Bonjour Paul-Emmanuel peux-tu te présenter ?

Je suis Paul-Emmanuel Brassan, j’ai récemment eu 25 ans. Je suis à mon compte dans le domaine de la photographie, du design et du motion design.

Tu as plusieurs cordes à ton arc, tu es designer, motion designer et photographe ? Peux-tu nous présenter ton parcours ?

Déjà, j’ai fait une filière au lycée qui n’était pas du tout artistique. J’ai passé un bac STI2D, avec une concentration “architecture”. Après mon bac, j’ai décidé de partir à Montréal pour étudier. J’ai commencé en arts plastiques donc ce n’était pas encore proche du design, mais j’ai vu toutes les bases concernant les couleurs, la peinture et le dessin. Mais je me suis vite rendu compte, qu’avoir un diplôme en « art » n’avait pas vraiment de sens pour moi, car c’est un terme trop vaste. J’ai donc quitté ce programme pour aller en design graphique dans la petite ville de Gatineau près d’Ottawa. Trois ans plus tard, j’ai obtenu mon diplôme en design graphique en 2018.

La photo a commencé quand j’ai acheté mon premier reflex en 2014. Mais je ne l’utilisais quasiment jamais. J’ai acheté mon appareil, car j’étais à Montréal, une grosse ville et je me suis dit que ça pourrait être cool de faire des photos. Ce n’est qu’en 2016, lorsque j’ai commencé à voyager un petit peu, par exemple à New York ou encore à travers le Québec et le Canada, que j’ai commencé à prendre quelques photos surtout l’été.

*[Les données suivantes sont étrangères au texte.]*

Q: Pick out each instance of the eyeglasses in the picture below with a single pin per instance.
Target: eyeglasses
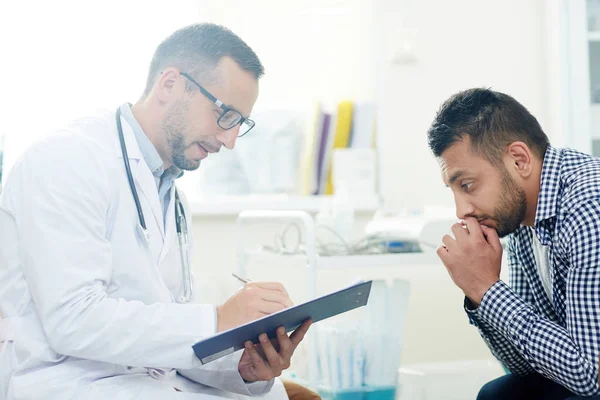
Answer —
(230, 117)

En 2017, je suis rentrée en Martinique et un ami qui faisait de la photo depuis très longtemps qui m’a expliqué, lors d’une sortie à la plage, comment fonctionnait mon appareil. Et c’est à partir de ce moment-là que j’ai vraiment compris mon appareil. Avant ça, j’étais tout le temps en mode automatique. Il m’a expliqué la base, qui est que plus ton ouverture est grande, plus ton flou d’arrière-plan sera important et vice-versa. C’est avec ce conseil que la photographie a commencé pour moi.

Est-ce que c’est le voyage et l’opportunité de voir d’autres paysages qui t’ont donné l’envi de te lancer dans la photographie ?

Exactement, c’est quand j’ai commencé à bouger que je me suis dit qu’il serait bien d’immortaliser mes voyages. À cette période-là Instagram commençait également à buzzer au niveau de la photographie, du coup je me suis lancé.

Tu partages ton contenu principalement sur Instagram pourquoi avoir choisi cette plateforme ?

De base, j’étais déjà sur Instagram, mais avec un profil axé sur l’illustration et le design. Mais une fois que je me suis intéressé à la photographie, j’ai supprimé tous mes anciens postes afin de laisser place à la photo. En décembre 2017, j’ai acheté mon appareil que j’ai actuellement qui est un Sony A7R2, et là je me suis réellement documenté sur la photographie. En 2018, j’ai gradué et après ça, je suis rentré en Martinique, car j’avais trouvé un poste de directeur artistique. Cet été-là j’ai réalisé mes premiers shoots.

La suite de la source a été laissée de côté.